Building on The Work of The Bipartisan Commission
The 17 member Bipartisan Commission, created in the Balanced Budget Act of 1997 to address the long-term problems of the Medicare program, was tasked with making formal Medicare reform recommendations to the White House and the Congress. In 1999, after 18 months of hearings, meetings, and working group sessions, the Bipartisan Commission adopted a reform proposal to create a "premium support" program for Medicare, replicating the premium support system of the FEHBP, by a vote 17 to 10, one vote short of the statutorily required number to make a formal recommendation.

While the Bipartisan Commission was unable to muster the one extra vote for a formal recommendation in 1999, the new Congress can work with President Bush and build upon its formidable accomplishments. One key accomplishment is that a bipartisan majority of public officials, serving on that panel, have already agreed on a major plan for structural reform to improve Medicare on the basis of patient choice and market competition. Just as importantly, the Bipartisan Commission's extensive policy work, including the expert testimony, the data collection and financial analyses of the Medicare program-offered by professionals from the Congressional Budget Office, the General Accounting Office and private organizations like the Lewin Group-remains a veritable treasure trove of detailed policy provisions. This reservoir of research an analysis is an excellent resource for the new Congress in the drafting of comprehensive Medicare reform legislation.

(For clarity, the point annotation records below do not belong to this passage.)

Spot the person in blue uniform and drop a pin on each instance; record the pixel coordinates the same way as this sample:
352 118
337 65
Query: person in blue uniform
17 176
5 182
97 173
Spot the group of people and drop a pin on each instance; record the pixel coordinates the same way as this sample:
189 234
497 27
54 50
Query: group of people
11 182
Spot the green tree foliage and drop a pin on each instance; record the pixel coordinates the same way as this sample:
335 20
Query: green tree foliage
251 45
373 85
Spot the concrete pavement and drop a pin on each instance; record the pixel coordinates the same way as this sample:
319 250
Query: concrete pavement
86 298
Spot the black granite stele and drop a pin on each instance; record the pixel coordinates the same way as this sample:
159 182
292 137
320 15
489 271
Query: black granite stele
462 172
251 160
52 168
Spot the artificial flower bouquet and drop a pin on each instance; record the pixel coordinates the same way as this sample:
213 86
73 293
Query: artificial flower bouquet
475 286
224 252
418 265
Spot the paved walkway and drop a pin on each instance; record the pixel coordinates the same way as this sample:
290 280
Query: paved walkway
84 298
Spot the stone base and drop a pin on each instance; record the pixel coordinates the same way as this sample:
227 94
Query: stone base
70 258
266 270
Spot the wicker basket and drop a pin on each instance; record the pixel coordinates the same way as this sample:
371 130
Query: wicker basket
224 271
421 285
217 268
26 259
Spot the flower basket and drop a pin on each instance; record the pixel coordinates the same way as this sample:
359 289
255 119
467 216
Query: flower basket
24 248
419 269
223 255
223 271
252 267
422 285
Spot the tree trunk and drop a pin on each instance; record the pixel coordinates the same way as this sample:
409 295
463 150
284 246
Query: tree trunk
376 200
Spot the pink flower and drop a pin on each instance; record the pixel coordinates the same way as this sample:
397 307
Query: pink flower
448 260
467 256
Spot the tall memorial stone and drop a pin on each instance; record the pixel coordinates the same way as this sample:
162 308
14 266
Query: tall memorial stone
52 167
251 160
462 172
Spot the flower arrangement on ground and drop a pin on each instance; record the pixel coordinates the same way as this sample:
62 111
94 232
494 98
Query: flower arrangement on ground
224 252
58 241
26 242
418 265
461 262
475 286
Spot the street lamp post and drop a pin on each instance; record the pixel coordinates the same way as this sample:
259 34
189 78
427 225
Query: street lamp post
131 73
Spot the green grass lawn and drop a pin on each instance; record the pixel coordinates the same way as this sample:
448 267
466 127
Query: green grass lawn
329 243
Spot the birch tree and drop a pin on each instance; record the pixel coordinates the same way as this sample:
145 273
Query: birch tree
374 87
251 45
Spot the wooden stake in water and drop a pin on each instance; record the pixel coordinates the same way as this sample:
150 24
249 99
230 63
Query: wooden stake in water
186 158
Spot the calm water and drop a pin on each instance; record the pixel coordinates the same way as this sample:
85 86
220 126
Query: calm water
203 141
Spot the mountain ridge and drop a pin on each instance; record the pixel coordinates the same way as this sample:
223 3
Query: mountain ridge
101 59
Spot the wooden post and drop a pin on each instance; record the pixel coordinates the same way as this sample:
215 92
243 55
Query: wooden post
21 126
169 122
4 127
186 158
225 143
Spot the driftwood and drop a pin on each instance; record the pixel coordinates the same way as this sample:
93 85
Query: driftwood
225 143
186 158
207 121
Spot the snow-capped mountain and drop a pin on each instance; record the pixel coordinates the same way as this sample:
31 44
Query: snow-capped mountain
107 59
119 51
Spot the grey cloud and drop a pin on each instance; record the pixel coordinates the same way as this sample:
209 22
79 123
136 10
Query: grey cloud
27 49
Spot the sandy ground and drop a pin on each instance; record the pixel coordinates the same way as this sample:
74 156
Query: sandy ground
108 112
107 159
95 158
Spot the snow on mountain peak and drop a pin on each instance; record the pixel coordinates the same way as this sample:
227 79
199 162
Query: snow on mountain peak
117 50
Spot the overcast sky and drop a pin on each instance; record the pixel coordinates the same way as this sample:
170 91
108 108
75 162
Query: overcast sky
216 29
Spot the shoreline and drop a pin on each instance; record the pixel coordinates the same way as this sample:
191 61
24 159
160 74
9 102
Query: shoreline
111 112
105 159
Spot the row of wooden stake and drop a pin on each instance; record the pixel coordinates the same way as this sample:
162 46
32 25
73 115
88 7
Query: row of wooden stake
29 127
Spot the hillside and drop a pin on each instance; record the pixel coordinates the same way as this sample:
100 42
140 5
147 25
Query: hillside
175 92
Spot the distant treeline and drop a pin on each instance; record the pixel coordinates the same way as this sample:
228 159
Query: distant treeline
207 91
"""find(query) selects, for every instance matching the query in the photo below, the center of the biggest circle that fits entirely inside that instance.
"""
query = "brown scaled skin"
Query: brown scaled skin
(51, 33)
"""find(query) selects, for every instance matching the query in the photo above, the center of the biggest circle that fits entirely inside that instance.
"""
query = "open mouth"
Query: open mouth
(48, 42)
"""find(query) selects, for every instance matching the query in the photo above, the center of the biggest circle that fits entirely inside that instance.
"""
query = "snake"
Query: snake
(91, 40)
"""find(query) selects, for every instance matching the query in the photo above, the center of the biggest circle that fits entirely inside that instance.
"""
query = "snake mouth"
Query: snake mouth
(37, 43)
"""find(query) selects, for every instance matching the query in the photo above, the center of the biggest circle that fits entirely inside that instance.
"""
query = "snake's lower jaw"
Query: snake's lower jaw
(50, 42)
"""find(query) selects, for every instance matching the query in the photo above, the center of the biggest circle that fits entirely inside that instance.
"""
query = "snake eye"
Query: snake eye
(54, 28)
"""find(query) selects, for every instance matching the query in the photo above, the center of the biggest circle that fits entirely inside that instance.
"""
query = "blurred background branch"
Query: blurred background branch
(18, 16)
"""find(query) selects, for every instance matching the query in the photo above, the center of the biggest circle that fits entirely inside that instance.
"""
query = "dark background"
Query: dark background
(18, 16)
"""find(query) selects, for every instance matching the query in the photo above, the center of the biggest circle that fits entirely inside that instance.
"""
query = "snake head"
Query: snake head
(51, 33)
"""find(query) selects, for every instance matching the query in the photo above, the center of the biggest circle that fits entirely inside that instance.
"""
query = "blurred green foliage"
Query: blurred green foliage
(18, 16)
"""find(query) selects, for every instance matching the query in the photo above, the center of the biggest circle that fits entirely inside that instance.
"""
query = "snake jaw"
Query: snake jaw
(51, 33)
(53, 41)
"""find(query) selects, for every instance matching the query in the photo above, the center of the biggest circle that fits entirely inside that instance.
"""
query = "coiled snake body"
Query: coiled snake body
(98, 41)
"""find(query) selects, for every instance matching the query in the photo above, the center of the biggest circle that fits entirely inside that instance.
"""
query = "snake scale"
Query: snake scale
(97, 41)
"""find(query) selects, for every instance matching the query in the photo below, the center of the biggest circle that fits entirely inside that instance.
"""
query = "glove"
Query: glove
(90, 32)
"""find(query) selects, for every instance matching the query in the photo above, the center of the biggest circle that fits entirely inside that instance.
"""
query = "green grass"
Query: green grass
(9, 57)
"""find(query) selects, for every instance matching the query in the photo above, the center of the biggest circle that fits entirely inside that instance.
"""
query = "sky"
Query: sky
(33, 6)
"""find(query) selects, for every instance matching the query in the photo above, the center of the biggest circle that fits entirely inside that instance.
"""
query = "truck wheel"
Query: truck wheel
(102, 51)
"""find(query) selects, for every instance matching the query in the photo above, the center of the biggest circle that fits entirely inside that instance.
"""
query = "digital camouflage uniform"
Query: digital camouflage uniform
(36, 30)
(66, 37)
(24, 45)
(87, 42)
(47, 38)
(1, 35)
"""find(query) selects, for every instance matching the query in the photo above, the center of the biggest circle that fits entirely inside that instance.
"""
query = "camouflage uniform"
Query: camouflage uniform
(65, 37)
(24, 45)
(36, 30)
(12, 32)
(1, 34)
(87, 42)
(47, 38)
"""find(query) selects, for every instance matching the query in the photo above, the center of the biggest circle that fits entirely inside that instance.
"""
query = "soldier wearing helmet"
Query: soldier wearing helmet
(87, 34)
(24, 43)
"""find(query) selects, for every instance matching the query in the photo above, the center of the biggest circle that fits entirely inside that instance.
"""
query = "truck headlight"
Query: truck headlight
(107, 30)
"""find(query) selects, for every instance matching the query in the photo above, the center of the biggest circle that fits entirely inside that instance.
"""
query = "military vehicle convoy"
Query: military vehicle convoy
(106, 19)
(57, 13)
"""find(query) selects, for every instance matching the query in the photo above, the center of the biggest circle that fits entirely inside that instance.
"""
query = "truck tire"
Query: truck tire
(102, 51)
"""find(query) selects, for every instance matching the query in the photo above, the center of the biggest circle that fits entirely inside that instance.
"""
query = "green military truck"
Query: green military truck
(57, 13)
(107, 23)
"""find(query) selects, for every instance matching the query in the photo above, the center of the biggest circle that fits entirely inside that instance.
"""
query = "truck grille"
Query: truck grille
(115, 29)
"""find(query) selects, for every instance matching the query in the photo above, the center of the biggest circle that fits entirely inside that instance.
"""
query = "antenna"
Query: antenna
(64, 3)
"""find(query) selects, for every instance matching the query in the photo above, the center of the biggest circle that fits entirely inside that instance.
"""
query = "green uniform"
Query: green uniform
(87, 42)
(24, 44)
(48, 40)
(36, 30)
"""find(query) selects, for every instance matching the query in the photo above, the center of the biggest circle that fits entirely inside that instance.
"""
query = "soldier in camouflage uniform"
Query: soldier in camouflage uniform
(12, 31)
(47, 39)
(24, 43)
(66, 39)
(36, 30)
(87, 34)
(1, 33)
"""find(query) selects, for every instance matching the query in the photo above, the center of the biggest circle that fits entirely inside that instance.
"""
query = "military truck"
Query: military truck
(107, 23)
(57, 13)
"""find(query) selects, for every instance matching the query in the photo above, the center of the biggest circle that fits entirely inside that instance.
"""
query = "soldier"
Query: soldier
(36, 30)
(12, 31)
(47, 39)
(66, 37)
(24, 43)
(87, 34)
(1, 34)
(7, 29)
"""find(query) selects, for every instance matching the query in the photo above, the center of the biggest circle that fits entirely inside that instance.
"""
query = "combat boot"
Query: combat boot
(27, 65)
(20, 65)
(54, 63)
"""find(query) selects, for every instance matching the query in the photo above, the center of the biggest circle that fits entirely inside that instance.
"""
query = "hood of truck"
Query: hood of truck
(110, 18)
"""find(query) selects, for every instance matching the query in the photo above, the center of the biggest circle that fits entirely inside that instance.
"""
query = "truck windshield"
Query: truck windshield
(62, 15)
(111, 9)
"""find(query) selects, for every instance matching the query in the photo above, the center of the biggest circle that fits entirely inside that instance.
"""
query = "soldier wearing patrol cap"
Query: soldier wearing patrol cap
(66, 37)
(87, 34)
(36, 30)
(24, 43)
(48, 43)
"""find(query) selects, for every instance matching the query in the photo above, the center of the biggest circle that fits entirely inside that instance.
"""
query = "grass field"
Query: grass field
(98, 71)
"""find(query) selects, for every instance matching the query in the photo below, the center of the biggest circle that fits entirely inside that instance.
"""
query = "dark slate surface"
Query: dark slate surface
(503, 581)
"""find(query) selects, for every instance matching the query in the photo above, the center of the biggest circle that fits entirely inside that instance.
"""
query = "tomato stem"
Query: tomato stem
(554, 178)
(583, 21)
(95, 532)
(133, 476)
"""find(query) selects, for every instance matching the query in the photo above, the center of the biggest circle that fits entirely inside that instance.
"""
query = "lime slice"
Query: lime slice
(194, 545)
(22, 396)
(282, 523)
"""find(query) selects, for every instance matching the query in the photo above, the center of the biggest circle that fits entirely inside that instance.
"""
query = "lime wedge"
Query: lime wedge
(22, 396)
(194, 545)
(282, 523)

Next Step: Drafting Medicare Reform
While current retirees should not be excluded from Medicare reform, major structural changes in the Medicare program should be put in place for the next generation of retirees. Medicare reform is for the future. Specifically, real Medicare reform would accomplish three major objectives:

  • A Massive Reduction in Bureaucracy and Red Tape. It would create an administrative structure that guarantees a minimum of regulation and bureaucracy, guarantees a core benefits package, including catastrophic coverage and prescription drug coverage, available to every Medicare beneficiary. This would replicate the successful experience of the FEHBP.

  • A Flexible, Solid and Competitive Benefits Package. Every new retiree or Medicare beneficiary who wants to enter a reformed program should be legally guaranteed a core benefits package. Benefits, medical treatments and procedures or therapies- beyond the core package- should be subject to consumer demand and market based supply; in other words, what patients want and what doctors and other medical professionals can deliver. The Medicare reform proposal should also maximize health plan flexibility in the setting of benefits, premiums and co-payments. This, too, would replicate the successful experience of the FEHBP.
  • Personal Freedom for Patients and Professional Independence for Doctors. Most importantly, Medicare reform would advance the professional independence and integrity of physicians and enhance the personal freedom of patients in the choice of medical services and benefit packages. Medicare reform would also allow retirees to carry any unused funds from Health Reimbursement Arrangements (HRAs) with them into retirement, and would also allow retirees to choose a medical savings account option is they wanted it. The true test of Medicare reform is that it would allow patients to spend their own money on legal medical services of their choice without bureaucratic interference. In no other government program, except today's Medicare program, do such statutory restrictions exist.

Dr. Robert Moffit, is director of Domestic & Economic Policy at The Heritage Foundation.